If you’re enjoying literally everything about college, I’m genuinely happy for you. But the message of this post is a simple one: if you’ve had some ups and downs in your first semester away at college, you’re not just totally fine, you’re in the vast majority of us. I’ve made a brief list (not at all inclusive) of some less than spectacular things I’ve experienced while I’ve been here at the U. If you have experienced any of the following things and felt bad about yourself because of them, don’t. I guarantee you and I are far from alone in experiencing these things.
Eating alone in the dining hall sometimes– I know it’s no fun to walk into the dining hall by yourself to get food and see others sitting in pairs or groups. You may feel antisocial, neglected or lonely. Worse, maybe even pathetic. While it may feel like you’re wearing flashing lights and a giant sign saying “I’M EATING THIS DINING HALL MEAL ALL BY MYSELF LOOK AT ME”, you’re not. No one is going to notice and judge you, mainly because at some point everyone has to do this. Eating alone in the dining hall at some meals doesn’t mean you have no friends. Class and activities vary a lot from person to person in college and sometimes all your friends are just busy. It happens to the best of us. Don’t sweat it.
You get kicked across the street from campus to the Holliday Inn for a week because bed bugs spread to your room from the floor below you– Okay, maybe this one really is just me.
Not being able to get into parties– Ladies, you can go ahead and skip to the next item. Any guys that had fall semester rush or go to school in the Midwest probably can too. For the rest of us, yeah it sucks that you can’t get into frats unless you have at least a 5-to-1 ratio and know a brother (standard rules at Miami). But there are plenty of us sharing the exact same experience and all you have to do is get to rush next semester. So close! To make things easier, just know if you somehow get into a party as a first semester freshman, some Pike brother is just going to roofie and steal your girl anyway. (Side note: If your school doesn’t have a Greek system—hey Catholics!—all you have to do is transfer. Just kidding. I’m sure others at your school are in the exact same spot and eventually you all will figure it out.)

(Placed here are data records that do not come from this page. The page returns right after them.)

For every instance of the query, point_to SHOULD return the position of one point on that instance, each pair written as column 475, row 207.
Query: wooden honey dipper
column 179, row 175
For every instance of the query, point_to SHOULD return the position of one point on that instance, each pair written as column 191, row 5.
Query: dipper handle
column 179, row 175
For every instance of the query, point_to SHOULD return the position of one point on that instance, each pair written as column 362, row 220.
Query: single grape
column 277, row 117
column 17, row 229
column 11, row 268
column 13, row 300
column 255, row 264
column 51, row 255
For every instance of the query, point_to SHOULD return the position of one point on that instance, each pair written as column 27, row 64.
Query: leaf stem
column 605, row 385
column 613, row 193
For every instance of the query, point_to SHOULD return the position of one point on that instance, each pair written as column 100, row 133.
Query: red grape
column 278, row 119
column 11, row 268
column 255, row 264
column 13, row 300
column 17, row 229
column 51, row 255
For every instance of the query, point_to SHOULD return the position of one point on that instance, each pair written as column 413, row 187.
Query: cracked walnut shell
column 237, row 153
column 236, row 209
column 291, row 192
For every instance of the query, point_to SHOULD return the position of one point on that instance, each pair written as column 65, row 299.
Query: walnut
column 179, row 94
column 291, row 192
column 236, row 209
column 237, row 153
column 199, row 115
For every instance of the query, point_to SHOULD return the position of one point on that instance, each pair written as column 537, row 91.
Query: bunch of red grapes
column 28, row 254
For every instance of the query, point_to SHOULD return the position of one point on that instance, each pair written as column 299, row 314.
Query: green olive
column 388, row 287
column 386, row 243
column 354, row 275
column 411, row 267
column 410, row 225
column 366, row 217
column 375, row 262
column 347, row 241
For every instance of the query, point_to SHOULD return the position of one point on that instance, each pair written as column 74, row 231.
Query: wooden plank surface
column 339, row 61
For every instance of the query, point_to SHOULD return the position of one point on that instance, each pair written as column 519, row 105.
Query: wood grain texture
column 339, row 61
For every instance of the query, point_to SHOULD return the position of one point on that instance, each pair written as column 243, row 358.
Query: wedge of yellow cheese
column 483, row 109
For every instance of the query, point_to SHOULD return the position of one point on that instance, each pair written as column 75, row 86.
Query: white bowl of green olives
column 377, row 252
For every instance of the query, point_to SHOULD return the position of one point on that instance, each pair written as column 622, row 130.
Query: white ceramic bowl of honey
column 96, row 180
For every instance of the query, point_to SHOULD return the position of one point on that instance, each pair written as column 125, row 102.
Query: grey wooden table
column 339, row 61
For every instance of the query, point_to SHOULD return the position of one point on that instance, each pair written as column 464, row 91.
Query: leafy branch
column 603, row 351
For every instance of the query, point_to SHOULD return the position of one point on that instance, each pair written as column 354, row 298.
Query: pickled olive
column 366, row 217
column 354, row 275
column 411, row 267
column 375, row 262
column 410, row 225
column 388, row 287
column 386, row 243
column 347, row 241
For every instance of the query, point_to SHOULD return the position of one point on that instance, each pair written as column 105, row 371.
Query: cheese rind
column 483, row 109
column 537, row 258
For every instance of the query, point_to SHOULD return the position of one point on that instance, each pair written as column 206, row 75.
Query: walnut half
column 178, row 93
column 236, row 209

Your school is so cool, has the best location and has winter weather straight out of heaven so you feel bad for all of your friends that don’t attend it– Darn, how do the ones that are just for me keep getting in here?
Feeling like you will never be able to make college friendships as strong as your high school ones– Look, we had literally over a decade to build our friendships back at home. We’ve been at college for a little over two months. It’s only natural to miss your friends at home, but your friendships at school will develop and strengthen over time. Here’s something else: think about all of your best high school friends. Weren’t there at least a couple that you didn’t bond with until after freshman year? As shocking as this may be to some, Matt, Bob and I didn’t hang out on a regular basis until junior year. (Cut to everyone doing this.) There’s a decent chance you haven’t even met your best college friend yet.
Feel good about yourself, fellow freshmen! You’re not weird or pathetic because you’ve experienced any of these things, you’re just in a transition like everyone else.